# Fried Snickers



## drapetomaniac (Feb 9, 2010)

We tried these last year at home.

Ingredients: Frying grease, Filo dough and snickers.

I preferred the smaller ones, but you can use the large snickers as well (put a skewer in them length wise)

Freeze the snickers bar.

Take the frozen snickers, wrap them in filo fought, wetting the ends to seal them.

Drop them in the fryer until they're golden brown and/or float real good.


----------



## JTM (Feb 10, 2010)

i wanna see a picture of these


----------



## drapetomaniac (Feb 10, 2010)

We'l be making some a the end of the month 

This one is breaded:
http://alloveralbany.com/archive/2008/03/04/braving-the-deepfried-candy-bar-at-capital-q

There's a restaurant in downtown Austin, that serves them.


----------



## JTM (Feb 10, 2010)

hah, awesome.


----------



## Blake Bowden (Feb 19, 2010)

That actually sounds pretty good!


----------



## RedTemplar (Feb 19, 2010)

What is filo dough and where do yo get it?


----------



## drapetomaniac (Feb 19, 2010)

Filo dough is the fancy crepe, almost paper like dough.  It's usually found near pie crusts or biscuits - it'll be refrigerated or frozen.  
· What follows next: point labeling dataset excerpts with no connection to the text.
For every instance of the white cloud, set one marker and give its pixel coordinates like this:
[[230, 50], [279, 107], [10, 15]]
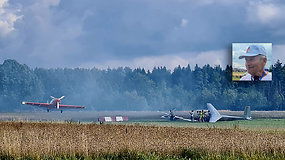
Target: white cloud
[[219, 57], [184, 22], [278, 53], [267, 13], [8, 17]]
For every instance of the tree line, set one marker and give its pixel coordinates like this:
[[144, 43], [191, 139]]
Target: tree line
[[184, 88]]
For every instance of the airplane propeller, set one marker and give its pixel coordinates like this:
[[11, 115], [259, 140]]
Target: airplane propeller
[[61, 97]]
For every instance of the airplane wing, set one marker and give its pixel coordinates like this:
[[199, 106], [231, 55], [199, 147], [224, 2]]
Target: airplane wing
[[36, 104], [235, 117], [215, 115], [184, 119], [70, 106]]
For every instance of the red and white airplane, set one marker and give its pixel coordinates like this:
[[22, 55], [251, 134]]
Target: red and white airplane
[[54, 104]]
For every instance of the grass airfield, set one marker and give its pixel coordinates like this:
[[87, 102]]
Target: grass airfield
[[78, 135], [255, 124]]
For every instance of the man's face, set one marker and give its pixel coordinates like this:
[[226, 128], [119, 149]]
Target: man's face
[[255, 65]]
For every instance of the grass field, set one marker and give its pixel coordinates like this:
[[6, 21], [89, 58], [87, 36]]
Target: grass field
[[256, 124], [257, 139]]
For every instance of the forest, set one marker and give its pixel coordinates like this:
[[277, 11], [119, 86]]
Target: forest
[[123, 88]]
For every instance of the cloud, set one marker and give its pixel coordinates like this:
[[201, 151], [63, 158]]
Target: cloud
[[61, 33], [8, 17], [266, 13], [171, 61], [184, 22], [278, 53]]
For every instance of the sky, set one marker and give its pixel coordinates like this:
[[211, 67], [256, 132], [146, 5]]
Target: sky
[[140, 33]]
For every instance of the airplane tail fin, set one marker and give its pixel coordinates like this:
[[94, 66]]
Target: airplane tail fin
[[247, 114], [215, 115]]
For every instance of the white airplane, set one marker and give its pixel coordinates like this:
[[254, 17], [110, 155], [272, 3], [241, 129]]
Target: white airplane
[[215, 115], [171, 116]]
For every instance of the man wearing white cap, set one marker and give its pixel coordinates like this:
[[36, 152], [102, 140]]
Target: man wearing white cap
[[255, 61]]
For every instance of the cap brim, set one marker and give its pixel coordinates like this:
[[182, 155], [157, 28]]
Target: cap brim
[[248, 55]]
There are some recipes for batter version out there too.  But I imagine you can use any reasonable batter you might be use to.  Just be sure the snickers are frozen.

I prefer the dough because I can mess up a batter like noones business


----------



## Dave in Waco (Feb 19, 2010)

I'm going to have to give these a try.  I've never had a fried snickers before although I've often joked with my friends from up north about them.  When I start listing all the fried items at the State Fair, I usually end up having to tell them, "This is the deep south, if it stand still too long, we'll throw it in the fryer."


----------



## MGM357 (Feb 22, 2010)

I wonder if a frozen snicker would stick to funnel cake batter?


----------



## drapetomaniac (Feb 22, 2010)

That's gotta be a sin.

I'd say if it was meant to fry something inside of it, the batter should hold.  Just don't forget to freeze the snickers.


----------